Building web applications with modularity is a great way to be able to reuse components and test them easily. Of course, components need to interact with each other and exchange data. This can be tricky if data is fetched asynchronously.

Let’s have a look on an example that demonstrates the issue. The application has a dashboard view and a dialog view called form-modal. form-modal is a composite component. The dialog is within the composite. By clicking a button in the dashboard, the dialog gets opened. Employees data from the dashboard is passed to the dialog.

dashboard.html

<oj-button on-oj-action="[[openModal]]">Open Modal</oj-button>
<form-modal id="formModal" persons="[[employees]]"></form-modal>

In the dashboard viewModel the employees are fetched asynchronously from the server.

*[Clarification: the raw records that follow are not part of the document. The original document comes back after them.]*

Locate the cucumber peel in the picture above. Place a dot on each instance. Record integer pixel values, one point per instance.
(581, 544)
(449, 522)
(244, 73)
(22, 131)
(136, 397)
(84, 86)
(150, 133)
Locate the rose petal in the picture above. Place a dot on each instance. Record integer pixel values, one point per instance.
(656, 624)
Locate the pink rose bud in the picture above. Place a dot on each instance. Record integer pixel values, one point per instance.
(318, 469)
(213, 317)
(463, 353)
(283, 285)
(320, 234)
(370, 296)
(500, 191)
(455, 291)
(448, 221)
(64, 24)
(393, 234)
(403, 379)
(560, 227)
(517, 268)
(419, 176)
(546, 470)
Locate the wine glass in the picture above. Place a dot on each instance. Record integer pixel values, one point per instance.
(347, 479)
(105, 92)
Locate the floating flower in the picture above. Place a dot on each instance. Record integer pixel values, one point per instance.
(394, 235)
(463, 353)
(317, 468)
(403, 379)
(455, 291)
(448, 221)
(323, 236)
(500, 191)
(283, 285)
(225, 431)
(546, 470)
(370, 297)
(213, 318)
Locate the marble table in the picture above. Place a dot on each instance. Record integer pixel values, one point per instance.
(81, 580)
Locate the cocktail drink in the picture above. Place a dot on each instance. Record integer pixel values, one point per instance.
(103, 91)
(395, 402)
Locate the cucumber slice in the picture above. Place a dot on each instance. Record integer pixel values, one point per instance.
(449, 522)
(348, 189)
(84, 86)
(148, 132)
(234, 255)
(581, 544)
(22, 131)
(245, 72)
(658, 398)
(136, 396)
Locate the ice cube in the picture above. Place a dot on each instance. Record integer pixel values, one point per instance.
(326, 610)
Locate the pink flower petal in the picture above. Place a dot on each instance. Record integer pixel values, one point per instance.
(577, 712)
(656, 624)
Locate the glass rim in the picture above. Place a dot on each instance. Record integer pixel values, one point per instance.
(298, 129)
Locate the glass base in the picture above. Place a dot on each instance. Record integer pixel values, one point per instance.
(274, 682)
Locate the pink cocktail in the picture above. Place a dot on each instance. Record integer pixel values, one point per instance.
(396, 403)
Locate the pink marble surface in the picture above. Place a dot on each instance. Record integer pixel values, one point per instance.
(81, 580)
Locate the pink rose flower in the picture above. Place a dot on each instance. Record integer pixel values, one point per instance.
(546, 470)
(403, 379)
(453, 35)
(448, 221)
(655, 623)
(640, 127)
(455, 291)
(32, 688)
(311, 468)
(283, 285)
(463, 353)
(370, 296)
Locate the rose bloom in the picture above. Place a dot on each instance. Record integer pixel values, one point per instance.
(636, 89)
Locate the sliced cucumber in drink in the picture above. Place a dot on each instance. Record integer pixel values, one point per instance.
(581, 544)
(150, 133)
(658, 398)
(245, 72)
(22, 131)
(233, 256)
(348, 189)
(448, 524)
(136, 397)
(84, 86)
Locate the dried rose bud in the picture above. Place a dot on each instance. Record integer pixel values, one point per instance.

self.employees = ko.observableArray();

fetch('https://jsonplaceholder.typicode.com/users')
    .then(response => response.json())
    .then(json => self.employees(json));

In the form-modal viewModel you can access the property “persons” from the context parameter. However, in the moment of the initialization of the form-modal component, the employees are not available yet. And this is where propertyChanged comes into the game.

There’s been some lifecycle methods before:

  • activated
  • attached
  • connected
  • bindingsApplied
  • disconnected

These methods fire in different moments in the lifecycle of the component. The newly added propertyChanged() method fires once a property has been changed.

DialogComponentModel.prototype.propertyChanged = function(context){       
    if(context.property === 'persons') {
        this.persons(context.value);
    }
};

The change happens when in the dashboard viewModel the employees are successfully fetched.

Now one thing to mention is that parameter context carries only the value of the changed property. That’s why you need to check which property has changed with an if statement.

Why does propertyChanged make our lives easier?

Before v5.0.0 you would need a [property]Changed EventListener for every single property.

self.composite.addEventListener('personsChanged', event => {
    self.persons(event.detail.value);
})

Now with propertyChanged you have all change events in one method!

If you like to dive deeper into the topic, I recommend to read the the Lifecycle documentation. There is also a migration guide if you want to upgrade your v4 JET application to v5.